Looking to the future

Youth ambassadors Austin Ahonen, Anthony Eismueller and Sam Hautala of Wakefield represent the future of the club. The trio was busy setting tables and cleaning up, but said they were enjoying the experience. They are avid snowmobilers and have been spending a lot of time on their sleds recently. They stated it was not uncommon to see groups of 10-15 snowmobilers at a time. The three are ages 14-16, and are being encouraged to lead and are hoping to run the groomers in the future also. “They (other members) invest time, and we have the nicest trails around,” said Eismueller. All said they loved the outdoors, whether it be snowmobiling or ice fishing or skiing. “We’re outdoors every weekend,” Ahonen said.

Trail safety

Michigan DNR officers Zach Painter and Jennifer Hanson were also on hand to enjoy the breakfast and talked about their partnership with the club. Hanson said she has been attending some of the group’s meetings and said she “learns better what I can do to help them” reach their shared goals. While the rank-and-file officers do not assist so much with planning, it is useful to work with the groups to better enforce the rules of the road.

She stated that a primary goal for conservation officers was trail safety. There have been fatalities in the snowmobile season already this year, and Painter said that factors that are problems are high speed, careless driving, missing stop signs and impaired drivers.

Hanson added that a big problem is snowmobilers renting or running snowmobiles that are too powerful for the rider to use safely. “People come up and they don’t have the knowledge. They come up and rent the best sled, unfortunately it will be one of the fastest, and if they don’t know how to control it, that can be dangerous,” she said.

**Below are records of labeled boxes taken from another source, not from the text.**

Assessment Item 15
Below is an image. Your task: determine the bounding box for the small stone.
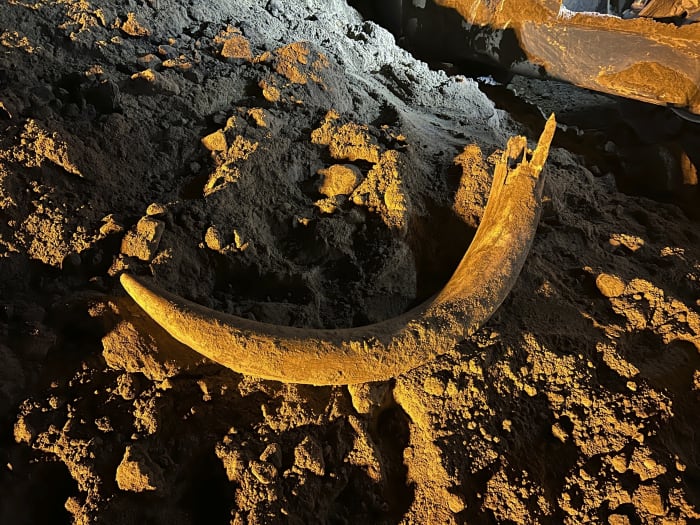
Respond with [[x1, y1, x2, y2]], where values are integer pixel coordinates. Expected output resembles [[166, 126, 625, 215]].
[[121, 216, 165, 261], [204, 226, 226, 252], [146, 202, 168, 217], [258, 80, 282, 103], [221, 34, 253, 61], [250, 461, 277, 485], [120, 13, 151, 37], [294, 436, 326, 476], [158, 44, 178, 58], [423, 376, 445, 396], [318, 164, 362, 197], [260, 443, 282, 469], [348, 381, 389, 414], [136, 53, 162, 69], [116, 445, 165, 492], [595, 273, 625, 298], [202, 130, 228, 153], [608, 514, 631, 525], [447, 494, 467, 514], [632, 485, 666, 516]]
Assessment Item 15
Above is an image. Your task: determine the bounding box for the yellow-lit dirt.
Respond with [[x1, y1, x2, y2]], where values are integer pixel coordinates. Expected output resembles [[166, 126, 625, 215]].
[[0, 0, 700, 525]]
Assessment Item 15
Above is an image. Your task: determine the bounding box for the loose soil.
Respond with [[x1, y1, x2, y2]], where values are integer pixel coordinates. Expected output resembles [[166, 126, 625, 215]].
[[0, 0, 700, 525]]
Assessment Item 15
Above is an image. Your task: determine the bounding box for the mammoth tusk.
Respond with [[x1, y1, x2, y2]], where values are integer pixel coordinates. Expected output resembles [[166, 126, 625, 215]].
[[121, 115, 556, 385]]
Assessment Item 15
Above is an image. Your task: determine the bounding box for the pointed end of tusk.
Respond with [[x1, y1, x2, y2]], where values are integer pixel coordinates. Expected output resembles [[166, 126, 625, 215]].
[[530, 113, 557, 169]]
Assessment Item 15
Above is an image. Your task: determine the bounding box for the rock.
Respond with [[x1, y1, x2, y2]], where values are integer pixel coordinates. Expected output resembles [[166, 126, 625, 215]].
[[260, 443, 282, 469], [318, 164, 362, 197], [595, 273, 625, 298], [121, 216, 165, 262], [250, 461, 277, 485], [116, 445, 165, 492], [294, 436, 326, 476], [120, 13, 151, 37]]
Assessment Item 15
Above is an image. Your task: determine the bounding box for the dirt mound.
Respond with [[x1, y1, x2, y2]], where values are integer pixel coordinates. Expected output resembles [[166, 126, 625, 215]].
[[0, 0, 700, 525]]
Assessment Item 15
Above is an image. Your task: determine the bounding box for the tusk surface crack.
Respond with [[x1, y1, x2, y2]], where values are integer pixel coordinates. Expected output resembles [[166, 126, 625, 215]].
[[120, 115, 556, 385]]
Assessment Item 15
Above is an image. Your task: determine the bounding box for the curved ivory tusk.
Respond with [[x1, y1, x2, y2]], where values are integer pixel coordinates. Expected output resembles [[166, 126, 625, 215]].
[[121, 116, 556, 385]]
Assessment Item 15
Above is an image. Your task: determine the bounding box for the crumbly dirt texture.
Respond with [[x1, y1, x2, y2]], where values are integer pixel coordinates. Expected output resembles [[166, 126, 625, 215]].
[[0, 0, 700, 525]]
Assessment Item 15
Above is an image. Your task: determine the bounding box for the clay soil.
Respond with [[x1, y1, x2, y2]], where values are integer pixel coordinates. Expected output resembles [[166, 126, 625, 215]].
[[0, 0, 700, 525]]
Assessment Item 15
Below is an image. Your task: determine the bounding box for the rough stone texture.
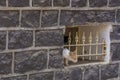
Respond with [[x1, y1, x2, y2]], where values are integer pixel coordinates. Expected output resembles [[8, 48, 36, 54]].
[[55, 70, 70, 80], [8, 30, 33, 49], [70, 68, 83, 80], [110, 32, 120, 40], [0, 0, 6, 6], [96, 10, 115, 22], [89, 0, 107, 7], [35, 30, 64, 46], [101, 64, 119, 80], [33, 0, 52, 7], [0, 53, 12, 74], [109, 0, 120, 7], [8, 0, 29, 7], [48, 49, 64, 68], [29, 72, 53, 80], [84, 65, 99, 80], [60, 10, 95, 25], [53, 0, 70, 7], [41, 10, 58, 27], [0, 31, 6, 51], [116, 9, 120, 22], [72, 0, 87, 7], [0, 10, 19, 27], [1, 76, 27, 80], [55, 67, 83, 80], [21, 10, 40, 28], [15, 50, 47, 73], [111, 43, 120, 61]]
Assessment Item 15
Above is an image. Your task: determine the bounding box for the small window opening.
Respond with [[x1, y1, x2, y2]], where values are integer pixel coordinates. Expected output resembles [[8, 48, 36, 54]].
[[63, 24, 111, 65]]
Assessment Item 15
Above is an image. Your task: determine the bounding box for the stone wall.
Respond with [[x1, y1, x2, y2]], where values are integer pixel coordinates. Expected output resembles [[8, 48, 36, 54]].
[[0, 0, 120, 80]]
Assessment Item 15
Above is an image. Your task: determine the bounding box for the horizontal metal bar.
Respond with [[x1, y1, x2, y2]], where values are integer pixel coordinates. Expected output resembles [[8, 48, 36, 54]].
[[64, 43, 103, 47], [77, 53, 106, 57]]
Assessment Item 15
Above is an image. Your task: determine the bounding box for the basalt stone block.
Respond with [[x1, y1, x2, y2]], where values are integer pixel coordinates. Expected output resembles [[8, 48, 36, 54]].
[[72, 0, 87, 7], [48, 49, 64, 68], [60, 10, 95, 25], [0, 53, 12, 74], [70, 67, 83, 80], [0, 31, 6, 51], [53, 0, 70, 7], [29, 72, 53, 80], [8, 30, 33, 49], [33, 0, 52, 7], [116, 9, 120, 22], [0, 0, 6, 7], [15, 50, 47, 73], [111, 43, 120, 61], [101, 63, 119, 80], [41, 11, 58, 27], [0, 10, 19, 27], [8, 0, 29, 7], [95, 10, 115, 22], [21, 10, 40, 28], [89, 0, 107, 7], [35, 30, 64, 46], [1, 76, 27, 80], [55, 70, 70, 80], [109, 0, 120, 7], [84, 65, 99, 80]]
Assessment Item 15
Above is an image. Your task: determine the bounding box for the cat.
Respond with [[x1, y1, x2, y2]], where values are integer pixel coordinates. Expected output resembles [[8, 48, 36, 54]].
[[63, 48, 77, 65]]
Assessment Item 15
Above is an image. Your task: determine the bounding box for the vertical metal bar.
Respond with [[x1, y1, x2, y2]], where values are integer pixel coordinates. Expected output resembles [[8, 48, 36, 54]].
[[82, 32, 85, 61], [89, 32, 92, 60], [96, 32, 99, 60], [75, 32, 79, 59], [68, 32, 71, 50], [102, 39, 106, 60], [65, 32, 71, 65]]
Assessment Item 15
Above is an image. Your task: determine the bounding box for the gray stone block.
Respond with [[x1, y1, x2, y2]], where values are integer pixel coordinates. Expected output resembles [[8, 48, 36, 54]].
[[21, 10, 40, 28], [60, 10, 95, 25], [0, 53, 12, 74], [1, 76, 27, 80], [15, 50, 47, 73], [53, 0, 70, 7], [0, 31, 6, 51], [35, 30, 64, 46], [109, 0, 120, 7], [33, 0, 52, 7], [84, 65, 99, 80], [89, 0, 107, 7], [8, 30, 33, 49], [8, 0, 29, 7], [0, 0, 6, 7], [41, 10, 58, 27], [70, 67, 83, 80], [55, 67, 83, 80], [72, 0, 87, 7], [0, 10, 19, 27], [55, 70, 70, 80], [96, 10, 115, 22], [48, 49, 64, 68], [111, 43, 120, 61], [29, 72, 53, 80], [101, 63, 119, 80]]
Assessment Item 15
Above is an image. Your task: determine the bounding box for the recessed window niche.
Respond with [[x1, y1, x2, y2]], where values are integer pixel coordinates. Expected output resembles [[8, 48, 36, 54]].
[[63, 24, 112, 65]]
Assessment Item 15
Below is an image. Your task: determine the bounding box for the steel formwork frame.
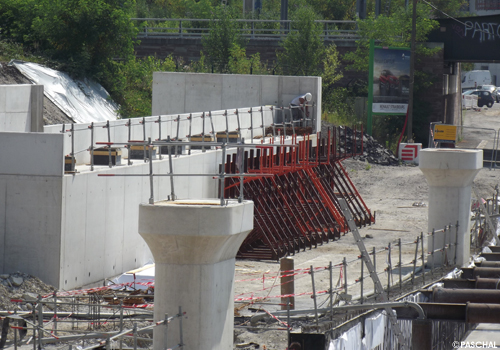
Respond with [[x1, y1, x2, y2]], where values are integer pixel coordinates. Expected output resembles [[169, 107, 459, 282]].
[[224, 127, 375, 260]]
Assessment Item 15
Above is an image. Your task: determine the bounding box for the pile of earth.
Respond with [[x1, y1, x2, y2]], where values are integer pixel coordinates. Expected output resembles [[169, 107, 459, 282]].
[[321, 121, 400, 165], [0, 272, 56, 311]]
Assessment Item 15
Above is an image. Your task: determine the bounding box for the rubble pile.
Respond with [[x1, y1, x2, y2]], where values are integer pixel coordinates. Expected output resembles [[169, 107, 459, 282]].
[[0, 272, 56, 310], [354, 134, 400, 165], [321, 122, 400, 165]]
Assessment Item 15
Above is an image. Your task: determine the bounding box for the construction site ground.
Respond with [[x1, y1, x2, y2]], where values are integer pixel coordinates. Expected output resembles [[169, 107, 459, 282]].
[[235, 104, 500, 350], [0, 104, 500, 350]]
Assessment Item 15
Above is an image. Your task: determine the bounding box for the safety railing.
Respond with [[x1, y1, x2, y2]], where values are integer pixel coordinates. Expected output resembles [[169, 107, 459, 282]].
[[0, 296, 186, 350], [132, 18, 359, 41], [46, 103, 317, 173], [428, 122, 500, 169]]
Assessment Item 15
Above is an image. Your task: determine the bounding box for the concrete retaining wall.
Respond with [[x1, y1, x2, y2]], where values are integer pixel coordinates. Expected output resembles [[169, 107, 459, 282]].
[[0, 107, 273, 290], [0, 85, 43, 132], [44, 106, 274, 164], [0, 132, 63, 285], [152, 72, 321, 130]]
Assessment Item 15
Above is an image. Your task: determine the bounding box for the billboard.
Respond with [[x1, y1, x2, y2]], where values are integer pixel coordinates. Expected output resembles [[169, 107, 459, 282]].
[[372, 47, 410, 114]]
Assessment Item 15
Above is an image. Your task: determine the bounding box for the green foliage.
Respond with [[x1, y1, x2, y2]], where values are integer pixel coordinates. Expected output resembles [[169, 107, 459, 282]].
[[0, 0, 137, 80], [321, 87, 356, 125], [277, 7, 325, 75], [310, 0, 356, 21], [106, 57, 176, 118], [202, 6, 245, 73], [344, 3, 438, 71]]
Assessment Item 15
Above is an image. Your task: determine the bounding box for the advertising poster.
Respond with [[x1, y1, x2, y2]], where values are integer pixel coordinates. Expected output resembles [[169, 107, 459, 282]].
[[372, 48, 410, 114]]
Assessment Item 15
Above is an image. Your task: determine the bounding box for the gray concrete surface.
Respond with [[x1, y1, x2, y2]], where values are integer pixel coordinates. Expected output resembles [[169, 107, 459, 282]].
[[152, 72, 321, 134]]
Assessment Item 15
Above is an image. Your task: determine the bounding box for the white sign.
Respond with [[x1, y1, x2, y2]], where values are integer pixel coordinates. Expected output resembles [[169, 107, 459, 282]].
[[372, 103, 408, 114]]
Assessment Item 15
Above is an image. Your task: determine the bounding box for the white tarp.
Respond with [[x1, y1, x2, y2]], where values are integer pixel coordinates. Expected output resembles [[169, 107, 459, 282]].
[[9, 60, 118, 123]]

They also stated that snowmobilers and outdoor enthusiasts need to make sure they are dressed for the weather.  Hanson stated that she had to help a snowmobiler that broke down and was suffering from frostbite on Friday.

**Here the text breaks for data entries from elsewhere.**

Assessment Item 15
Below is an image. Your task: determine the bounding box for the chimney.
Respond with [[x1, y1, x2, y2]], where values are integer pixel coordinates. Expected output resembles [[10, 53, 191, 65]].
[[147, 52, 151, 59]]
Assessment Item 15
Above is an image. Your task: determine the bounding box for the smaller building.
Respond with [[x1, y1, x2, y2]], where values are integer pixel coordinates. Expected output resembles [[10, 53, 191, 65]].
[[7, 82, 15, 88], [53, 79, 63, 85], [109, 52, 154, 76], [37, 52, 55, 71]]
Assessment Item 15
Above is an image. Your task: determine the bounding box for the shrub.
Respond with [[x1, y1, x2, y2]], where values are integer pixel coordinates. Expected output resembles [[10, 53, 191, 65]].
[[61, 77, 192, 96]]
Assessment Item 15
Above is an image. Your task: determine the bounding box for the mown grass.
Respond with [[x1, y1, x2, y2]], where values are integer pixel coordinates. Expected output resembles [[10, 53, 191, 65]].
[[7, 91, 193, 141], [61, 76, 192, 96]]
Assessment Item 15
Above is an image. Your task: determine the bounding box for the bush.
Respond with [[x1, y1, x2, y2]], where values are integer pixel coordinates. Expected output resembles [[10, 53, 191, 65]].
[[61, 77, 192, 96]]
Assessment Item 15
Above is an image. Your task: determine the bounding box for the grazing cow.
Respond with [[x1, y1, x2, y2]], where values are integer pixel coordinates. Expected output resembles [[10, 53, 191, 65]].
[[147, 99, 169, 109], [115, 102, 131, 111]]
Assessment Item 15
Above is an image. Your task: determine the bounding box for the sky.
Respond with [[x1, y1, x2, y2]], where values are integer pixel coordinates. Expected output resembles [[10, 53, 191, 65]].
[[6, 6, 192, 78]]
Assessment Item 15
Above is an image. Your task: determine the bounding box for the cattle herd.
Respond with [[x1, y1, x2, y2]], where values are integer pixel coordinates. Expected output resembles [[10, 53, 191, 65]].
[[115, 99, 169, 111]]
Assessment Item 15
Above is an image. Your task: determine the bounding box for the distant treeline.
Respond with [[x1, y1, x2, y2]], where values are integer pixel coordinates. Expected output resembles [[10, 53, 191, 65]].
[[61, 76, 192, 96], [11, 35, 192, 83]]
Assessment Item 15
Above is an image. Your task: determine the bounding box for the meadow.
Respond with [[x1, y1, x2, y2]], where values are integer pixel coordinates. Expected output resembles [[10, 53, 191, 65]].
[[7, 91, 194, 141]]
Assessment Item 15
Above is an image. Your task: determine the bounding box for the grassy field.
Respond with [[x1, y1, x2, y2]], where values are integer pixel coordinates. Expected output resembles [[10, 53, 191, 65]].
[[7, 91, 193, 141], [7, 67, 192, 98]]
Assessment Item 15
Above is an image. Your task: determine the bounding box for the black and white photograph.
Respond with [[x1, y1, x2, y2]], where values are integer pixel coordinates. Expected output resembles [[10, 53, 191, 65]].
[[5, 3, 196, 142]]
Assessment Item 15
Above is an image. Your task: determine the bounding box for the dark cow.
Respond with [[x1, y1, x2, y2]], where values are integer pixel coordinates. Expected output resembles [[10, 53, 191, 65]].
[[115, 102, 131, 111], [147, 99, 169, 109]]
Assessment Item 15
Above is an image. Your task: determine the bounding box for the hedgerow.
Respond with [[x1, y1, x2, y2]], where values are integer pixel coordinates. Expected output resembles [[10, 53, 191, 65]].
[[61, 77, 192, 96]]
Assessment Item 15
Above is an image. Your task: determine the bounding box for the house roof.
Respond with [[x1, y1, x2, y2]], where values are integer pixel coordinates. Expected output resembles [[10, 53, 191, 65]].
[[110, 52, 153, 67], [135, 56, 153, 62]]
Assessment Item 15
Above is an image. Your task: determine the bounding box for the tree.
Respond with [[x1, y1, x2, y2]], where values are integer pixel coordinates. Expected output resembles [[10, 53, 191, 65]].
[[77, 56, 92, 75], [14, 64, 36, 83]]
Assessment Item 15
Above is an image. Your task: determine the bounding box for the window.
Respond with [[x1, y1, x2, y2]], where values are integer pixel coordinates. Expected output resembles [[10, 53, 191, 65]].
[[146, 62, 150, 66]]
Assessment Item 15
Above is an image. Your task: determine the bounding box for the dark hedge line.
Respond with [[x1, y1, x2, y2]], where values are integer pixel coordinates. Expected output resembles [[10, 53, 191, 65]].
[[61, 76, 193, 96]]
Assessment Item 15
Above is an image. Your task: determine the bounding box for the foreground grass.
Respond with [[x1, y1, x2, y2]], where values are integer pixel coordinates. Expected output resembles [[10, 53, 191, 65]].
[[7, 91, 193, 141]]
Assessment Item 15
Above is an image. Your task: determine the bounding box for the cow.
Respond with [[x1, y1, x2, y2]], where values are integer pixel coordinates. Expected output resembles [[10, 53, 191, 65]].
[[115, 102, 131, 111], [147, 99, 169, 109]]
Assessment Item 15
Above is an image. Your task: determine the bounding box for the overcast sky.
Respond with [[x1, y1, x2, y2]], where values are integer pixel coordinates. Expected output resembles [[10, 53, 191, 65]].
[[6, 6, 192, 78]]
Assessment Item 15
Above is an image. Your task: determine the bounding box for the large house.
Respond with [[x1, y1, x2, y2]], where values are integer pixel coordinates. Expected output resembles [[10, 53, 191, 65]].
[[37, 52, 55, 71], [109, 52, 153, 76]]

‘Extra effort’ noticed by outsiders

Also enjoying the breakfast was snowmobiler Jeff Brutger, from Woodbury, Minn. He has been coming to the area for recreation since the 1980s, and sees the rejuvenated GRTA as a force to improve recreation. He highlighted the hard work for the GRTA and others to work with landowners, obtain permits and easements and maintain trails. “They’re working hard at it,” he said. “Especially for an all-volunteer group, they do a lot of extra-effort things, like busting a trail to motels to give travelers and businesses extra opportunity.” Brutger has enjoyed the outdoors so much here that he purchased a home in Wakefield and comes most weekends throughout the year. He stated that when he talks to other snowmobilers from different areas, the trails cared for by GRTA are getting a good reputation as well-maintained. A challenge, he said, is to be able to secure connecting trails to other farther areas. As lands where trails run changes hands, a new set of partnerships needs to be built and this is a constant challenge.